Calls have been keeping crews busy at the Wythe County Rescue Squad, which serves both the Town of Wytheville and parts of the county, but they have been taking on the heavy load with a much lighter staff.
They let go eleven of 22 paid workers over the last few months.
"We have had to pick up and we are truly on-call 24/7 now. So we have to come out whether it's 10 p.m. at night, or 9 a.m. in the morning. So our lives kind of went from office to everything," said Beth Crigger, Director of Wythe County Rescue Squad.
The town cut out a yearly $10,000 donation in April. It is money Town Manager Wayne Southerland says they simply do not have to spend.
"Many of the services that are normally provided are going to be either curtailed. We've got rate increases in a number of areas, so it's across all bounds of the budget," said Southerland.
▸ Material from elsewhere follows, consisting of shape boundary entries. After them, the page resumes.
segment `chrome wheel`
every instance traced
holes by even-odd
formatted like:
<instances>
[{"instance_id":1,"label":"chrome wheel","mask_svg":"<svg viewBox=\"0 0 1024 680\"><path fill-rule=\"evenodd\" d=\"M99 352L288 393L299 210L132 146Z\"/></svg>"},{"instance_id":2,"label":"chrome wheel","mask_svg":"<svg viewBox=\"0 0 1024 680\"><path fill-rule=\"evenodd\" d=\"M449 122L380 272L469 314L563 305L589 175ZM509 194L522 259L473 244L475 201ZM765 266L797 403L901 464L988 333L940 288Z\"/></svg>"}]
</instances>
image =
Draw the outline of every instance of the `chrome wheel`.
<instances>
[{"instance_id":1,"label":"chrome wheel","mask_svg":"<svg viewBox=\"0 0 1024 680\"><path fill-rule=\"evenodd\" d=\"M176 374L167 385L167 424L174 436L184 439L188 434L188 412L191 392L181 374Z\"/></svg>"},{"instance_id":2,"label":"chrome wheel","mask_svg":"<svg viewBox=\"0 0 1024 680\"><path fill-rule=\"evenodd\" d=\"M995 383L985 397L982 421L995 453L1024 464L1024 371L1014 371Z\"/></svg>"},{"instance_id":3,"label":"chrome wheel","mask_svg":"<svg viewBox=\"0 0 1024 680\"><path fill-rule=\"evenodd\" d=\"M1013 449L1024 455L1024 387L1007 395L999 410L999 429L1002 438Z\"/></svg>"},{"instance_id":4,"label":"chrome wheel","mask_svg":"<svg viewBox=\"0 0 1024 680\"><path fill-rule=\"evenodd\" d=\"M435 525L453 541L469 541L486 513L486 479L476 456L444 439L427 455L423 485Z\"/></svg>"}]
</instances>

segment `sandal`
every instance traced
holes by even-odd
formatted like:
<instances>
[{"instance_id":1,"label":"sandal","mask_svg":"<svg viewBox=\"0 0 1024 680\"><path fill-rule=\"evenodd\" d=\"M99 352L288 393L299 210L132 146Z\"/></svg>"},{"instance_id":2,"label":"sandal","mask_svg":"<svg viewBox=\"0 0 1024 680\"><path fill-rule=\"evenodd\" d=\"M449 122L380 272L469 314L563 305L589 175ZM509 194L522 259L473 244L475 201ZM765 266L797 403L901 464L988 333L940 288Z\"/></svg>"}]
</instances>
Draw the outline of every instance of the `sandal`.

But with calls up 22 percent when compared to this time last year, and the squad writing off around $120,000 in unpaid bills, tough decisions had to be made
"If we had received the $10,000, we could have actually probably delayed the layoff a little bit longer, gave people more of an opportunity to you know find other jobs," said Crigger.
Now the only government help the squad is getting is $25,000 per year from the county. But in that allotment, they are giving them the government gas rate which Crigger says is about 20 to 30 percent cheaper than what the rest of us pay.
"It's unfortunate, but I think they are going to have to look at different business models or something in terms of how their funding is going to come, because I'm not sure that the government dollars are there anymore," said Southerland.
But for now, everyone is working around the clock to pick up the slack.
Crigger says they were looking at hard-billing patients to make up the difference, which means sending them to collections if they did not pay, or work out a payment plan, but county leaders have asked them to hold off, while a task force looks into the matter.